昔取った杵柄、という言葉があります。
若い頃はできたのに、今はもう同じようにはできない。
最近、そんなことが少しずつ増えてきました。

 

体力的なこともあるし、気力の問題もある。
「あれ?前はもっと軽々できたのにな」と思うたびに、
ああ、年を取ったんだなあと実感します。

 

でも、ふと思ったんです。

これは、私ひとりの老いの話じゃないのかもしれない、と。

人間という種そのものも、
昔できていたことが、今はできなくなっている。
そんなことが、案外たくさんあるのではないか。

 


▪️便利になるほど、「できなくなること」も増えていく

AIが絵を描いてくれる時代になりました。
文章も作曲も、自動でやってくれる。

そうなると、人はそれをやらなくなる
やらなくなると、できなくなる

 

私自身、かつてはイラストレーターでした。
手描きで絵を描き、エアブラシも吹いていました。
やがてMacが登場し、CGへ。


便利さに感動した反面、鉛筆や筆を持つ機会は確実に減りました。

気づけば、「昔できたこと」が
いつのまにか錆びついていたりする。

 

それは衰えというより、
技術が奪うもう一つの側面なのかもしれません。

 


▪️人類だって「昔できたこと」を失ってきたのではないか

この感覚をそのまま人類史に広げると、
ちょっと不思議な想像が浮かんできます。

昔の人たちは、

  • 星の位置で方角を知り

  • 風や匂いで天気を感じ取り

  • 森の気配で危険を察知し

自然と一緒に呼吸するように生きていました。

 

今の私たちは、
地図アプリも天気アプリもなければ不安で仕方がない。

もしかすると——

便利になった代わりに、
何かを失ってきたのは私たち人類も同じなのかもしれない。

 

 

▪️誰でも本当は「感じて」いたのかもしれない

昔、霊能者の友人に
オーラの見方を少し教えてもらったことがあります。

そのとき彼が、何気なく言った言葉が忘れられません。

「本当は、誰でも見えるんだよ。
ただ“そんなものは見えない”って思い込んでるだけ。

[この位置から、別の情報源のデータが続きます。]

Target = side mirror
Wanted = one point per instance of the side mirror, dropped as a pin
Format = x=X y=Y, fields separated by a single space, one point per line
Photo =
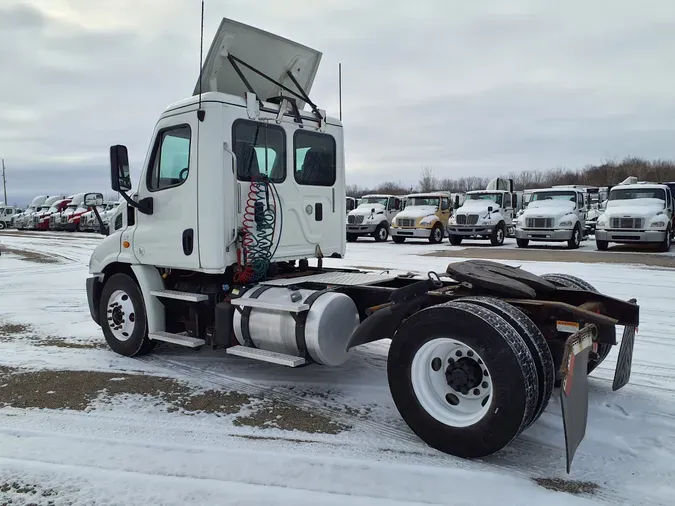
x=93 y=199
x=120 y=178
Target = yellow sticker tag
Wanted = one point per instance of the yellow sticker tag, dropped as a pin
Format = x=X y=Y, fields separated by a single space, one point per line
x=568 y=327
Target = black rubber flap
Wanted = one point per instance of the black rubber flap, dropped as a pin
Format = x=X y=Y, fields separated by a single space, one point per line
x=500 y=278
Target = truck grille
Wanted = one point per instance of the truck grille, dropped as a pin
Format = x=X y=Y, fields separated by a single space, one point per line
x=626 y=223
x=539 y=222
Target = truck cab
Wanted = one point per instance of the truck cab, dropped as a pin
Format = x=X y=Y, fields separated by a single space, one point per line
x=373 y=217
x=553 y=215
x=486 y=214
x=425 y=216
x=637 y=213
x=7 y=215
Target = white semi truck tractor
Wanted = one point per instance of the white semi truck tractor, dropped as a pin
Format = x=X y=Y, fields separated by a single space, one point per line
x=225 y=239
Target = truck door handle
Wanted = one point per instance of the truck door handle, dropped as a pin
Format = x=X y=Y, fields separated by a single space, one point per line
x=188 y=241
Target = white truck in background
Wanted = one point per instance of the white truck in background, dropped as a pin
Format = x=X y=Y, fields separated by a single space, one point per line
x=7 y=215
x=373 y=217
x=486 y=214
x=637 y=213
x=21 y=221
x=425 y=216
x=554 y=214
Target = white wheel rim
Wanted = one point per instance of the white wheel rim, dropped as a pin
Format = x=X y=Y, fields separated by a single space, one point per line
x=121 y=315
x=431 y=386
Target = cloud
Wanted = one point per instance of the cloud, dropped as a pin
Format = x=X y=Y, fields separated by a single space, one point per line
x=463 y=87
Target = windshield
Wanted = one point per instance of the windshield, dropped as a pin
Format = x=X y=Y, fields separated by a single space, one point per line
x=374 y=200
x=493 y=197
x=423 y=201
x=637 y=193
x=559 y=195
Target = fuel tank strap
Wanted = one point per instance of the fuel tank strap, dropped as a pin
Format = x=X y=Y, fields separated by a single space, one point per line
x=301 y=320
x=246 y=313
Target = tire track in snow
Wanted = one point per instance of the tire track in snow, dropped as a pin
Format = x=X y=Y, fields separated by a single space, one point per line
x=548 y=458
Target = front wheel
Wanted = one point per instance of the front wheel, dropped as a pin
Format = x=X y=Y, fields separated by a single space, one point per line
x=497 y=237
x=456 y=372
x=575 y=241
x=667 y=241
x=436 y=236
x=123 y=317
x=456 y=240
x=381 y=233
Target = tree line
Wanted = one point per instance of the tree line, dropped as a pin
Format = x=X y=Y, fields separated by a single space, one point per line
x=606 y=174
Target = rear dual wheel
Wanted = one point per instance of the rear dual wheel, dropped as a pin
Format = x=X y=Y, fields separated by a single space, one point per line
x=463 y=377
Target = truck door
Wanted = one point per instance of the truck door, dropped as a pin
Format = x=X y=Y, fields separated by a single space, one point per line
x=169 y=237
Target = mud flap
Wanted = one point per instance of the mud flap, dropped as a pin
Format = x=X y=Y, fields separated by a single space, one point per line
x=625 y=360
x=574 y=388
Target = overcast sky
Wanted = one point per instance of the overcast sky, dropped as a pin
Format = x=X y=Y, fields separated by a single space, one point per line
x=466 y=88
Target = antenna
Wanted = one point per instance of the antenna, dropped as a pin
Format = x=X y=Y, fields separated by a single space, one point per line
x=340 y=87
x=4 y=180
x=200 y=113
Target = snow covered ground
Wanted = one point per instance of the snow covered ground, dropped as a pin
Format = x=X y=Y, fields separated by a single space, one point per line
x=252 y=433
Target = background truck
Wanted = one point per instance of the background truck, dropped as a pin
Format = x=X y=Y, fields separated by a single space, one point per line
x=425 y=216
x=637 y=213
x=21 y=221
x=373 y=217
x=214 y=248
x=553 y=215
x=7 y=215
x=486 y=214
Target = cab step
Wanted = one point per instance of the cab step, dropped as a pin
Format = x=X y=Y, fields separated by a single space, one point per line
x=266 y=356
x=261 y=304
x=179 y=339
x=175 y=294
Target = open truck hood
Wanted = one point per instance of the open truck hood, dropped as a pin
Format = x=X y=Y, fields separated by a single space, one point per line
x=266 y=52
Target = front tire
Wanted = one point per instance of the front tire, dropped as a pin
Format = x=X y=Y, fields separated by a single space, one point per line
x=667 y=241
x=575 y=240
x=123 y=317
x=462 y=379
x=436 y=236
x=381 y=233
x=498 y=234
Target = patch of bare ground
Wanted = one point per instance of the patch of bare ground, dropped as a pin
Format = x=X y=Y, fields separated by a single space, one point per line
x=26 y=493
x=552 y=254
x=287 y=417
x=574 y=487
x=30 y=256
x=79 y=390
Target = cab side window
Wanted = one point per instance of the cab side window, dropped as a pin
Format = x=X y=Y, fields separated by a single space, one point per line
x=170 y=164
x=315 y=159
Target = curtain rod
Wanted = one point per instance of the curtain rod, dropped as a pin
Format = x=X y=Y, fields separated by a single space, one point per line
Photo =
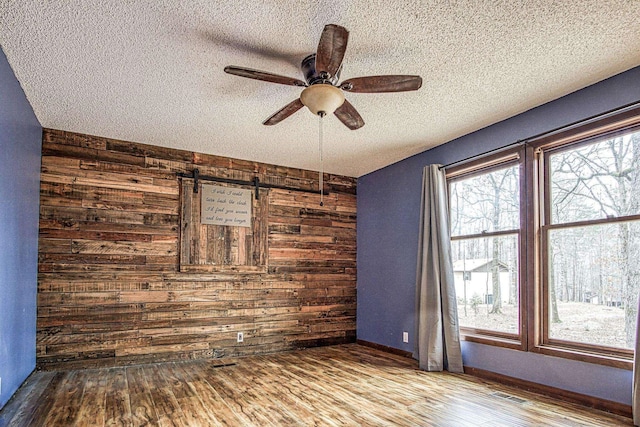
x=549 y=133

」

それを聞いたとき、
私は半分笑い、半分本気でドキッとしました。

 

否定も肯定もできない。
でもどこか、「わかる気がする」。

 

子どもの頃には当たり前に感じていたことを、
大人になるにつれて「気のせい」にしてしまっただけなのかもしれない。

 


▪️失ったものは、完全に消えたのではなく

昔取った杵柄。
昔はできたのに、今はもうできないこと。

それは単なる「衰え」や「退化」だけではなく、

どこかに眠っているだけ

なのかもしれません。

人類もまた、
かつて持っていた感覚や力を
深いところにしまい込んでいるだけなのかもしれない。

なら、なんだか少し楽になります。

昔できたことができなくなった私も、
今新しく身につけている何かが、きっとあるはずだから。

便利さの向こうで眠ってしまった感覚たちが、
また静かに目を覚ます日も来るかもしれません。

そんなことを、ちょっと不思議なロマンとして思うのです。